The biotesting data convincingly testify to the safety for the environment and human health of road soil concrete based on loam and fly ash, modified with the stabilizing additive “Kriogelit”. The developed soil concretes can be used in the construction of structural layers of road pavements, foundations, foundations of buildings and structures, as well as sites for various purposes.

4. Conclusions

This study is aimed at developing compositions of soil concrete based on loam and fly ash, modified with a stabilizing polymer additive “Kriogelit”, and studying the processes of their structure formation. Based on the results, the following conclusions were made:

-

The fundamental possibility of using inactive fly ash for the composition of soil concrete was established as an effective way to solve a set of environmental problems.

-

The dependence of the strength characteristics of soil concrete based on loam on the mass fraction of binder and fly ash was shown. It was found that to obtain composites with maximum strength, the optimal content of fly ash and Portland cement was 10 and 8 wt.%, respectively. It was established that the use of the stabilizing additive “Kriogelit” makes it possible to obtain soil concrete of the highest strength (compressive strength 2.5 MPa, flexural strength 0.5 MPa), and frost resistance of at least F15.

-

It was revealed that the stabilizing additive “Kriogelit” promotes the formation of secondary soil microconglamerates and dense coagulation structure in soil concrete. In the process of structure formation, a crystallization framework of calcium silicate hydrates and calcium oxide-silicates is formed, as well as a coagulation framework of clay and dusty particles interconnected through thin layers of water and polymer. Carbonization and the formation of organomineral complexes during polymer intercalation to montmorillonite contribute to structure formation. According to its effect on the soil, the stabilizing additive “Kriogelit” is a “stabilizer-hydrophobizator”, which manifests itself in the blocking of active hydrophilic centers of smectites and quartz.
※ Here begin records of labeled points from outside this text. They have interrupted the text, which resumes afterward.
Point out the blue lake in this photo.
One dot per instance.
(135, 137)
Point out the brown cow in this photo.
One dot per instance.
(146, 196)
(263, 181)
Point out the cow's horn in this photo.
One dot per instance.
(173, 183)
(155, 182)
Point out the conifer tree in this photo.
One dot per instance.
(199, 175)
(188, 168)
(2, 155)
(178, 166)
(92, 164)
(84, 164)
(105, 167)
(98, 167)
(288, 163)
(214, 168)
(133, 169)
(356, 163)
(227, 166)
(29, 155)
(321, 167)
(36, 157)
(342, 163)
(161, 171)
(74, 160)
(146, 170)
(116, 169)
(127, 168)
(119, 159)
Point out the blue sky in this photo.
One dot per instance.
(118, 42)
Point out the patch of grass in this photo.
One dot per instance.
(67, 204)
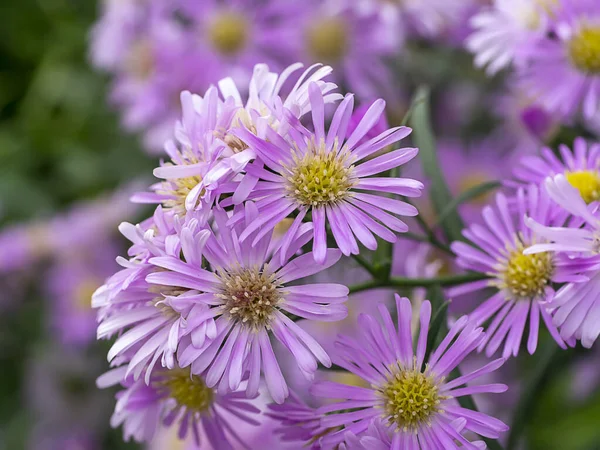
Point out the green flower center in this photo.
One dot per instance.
(587, 182)
(319, 177)
(229, 33)
(526, 276)
(411, 398)
(187, 390)
(327, 40)
(584, 49)
(250, 295)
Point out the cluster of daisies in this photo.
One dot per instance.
(154, 49)
(258, 195)
(553, 48)
(272, 176)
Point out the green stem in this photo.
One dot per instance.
(400, 282)
(366, 265)
(531, 393)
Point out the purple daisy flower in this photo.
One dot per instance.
(324, 173)
(523, 282)
(235, 34)
(430, 19)
(580, 167)
(147, 317)
(246, 290)
(383, 355)
(504, 32)
(297, 421)
(378, 437)
(576, 306)
(563, 72)
(174, 397)
(354, 41)
(207, 154)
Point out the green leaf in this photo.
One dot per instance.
(424, 139)
(532, 390)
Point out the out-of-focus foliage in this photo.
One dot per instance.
(59, 143)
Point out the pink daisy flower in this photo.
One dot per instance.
(563, 74)
(325, 174)
(384, 357)
(576, 306)
(504, 31)
(206, 154)
(246, 290)
(523, 282)
(176, 398)
(580, 167)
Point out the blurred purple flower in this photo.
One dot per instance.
(176, 398)
(523, 282)
(563, 73)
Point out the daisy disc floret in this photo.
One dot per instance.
(563, 71)
(247, 298)
(329, 174)
(206, 154)
(176, 398)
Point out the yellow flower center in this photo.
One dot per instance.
(327, 40)
(319, 177)
(411, 398)
(584, 49)
(83, 294)
(229, 33)
(187, 390)
(526, 276)
(587, 182)
(250, 295)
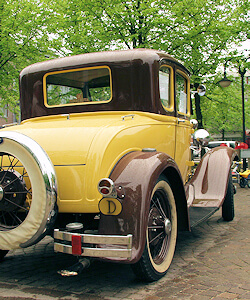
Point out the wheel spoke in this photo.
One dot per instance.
(16, 220)
(157, 205)
(156, 237)
(16, 204)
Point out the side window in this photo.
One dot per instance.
(165, 87)
(181, 94)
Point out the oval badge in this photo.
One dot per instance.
(110, 206)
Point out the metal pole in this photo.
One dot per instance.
(242, 74)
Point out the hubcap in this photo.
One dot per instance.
(168, 226)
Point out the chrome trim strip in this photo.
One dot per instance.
(49, 177)
(95, 238)
(95, 252)
(104, 252)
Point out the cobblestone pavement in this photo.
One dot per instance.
(211, 262)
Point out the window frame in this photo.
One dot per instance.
(188, 104)
(171, 88)
(70, 71)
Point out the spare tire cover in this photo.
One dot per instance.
(28, 190)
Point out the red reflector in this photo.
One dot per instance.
(104, 191)
(76, 245)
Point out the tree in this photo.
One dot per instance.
(196, 32)
(222, 107)
(24, 39)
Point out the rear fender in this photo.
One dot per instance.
(135, 176)
(208, 187)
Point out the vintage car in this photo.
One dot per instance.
(101, 157)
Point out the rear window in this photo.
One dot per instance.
(80, 86)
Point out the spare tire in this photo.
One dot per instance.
(28, 191)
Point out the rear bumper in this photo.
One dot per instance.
(93, 245)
In order to increase the adsorption capacity of the stabilizing additive, the minerals of the original raw mixture can be arranged in the following order: montmorillonite > microcline (feldspars) > quartz > albite.

-

The ecological safety of soil concrete modified with the stabilizing additive “Kriogelit” was established. It was proven by the biotesting method that the developed soil concretes do not have an acute toxic effect on test objects (Daphnia magna Straus; Chlorella vulgaris Beijer) and are safe for the environment and human health.

Potentially, the application of the research lies in the development of environmentally friendly road building materials based on large-scale production wastes. Prospects for further research can be aimed at studying the features of the restoration of damaged and degraded ecosystems after the elimination of the waste dumps of enterprises.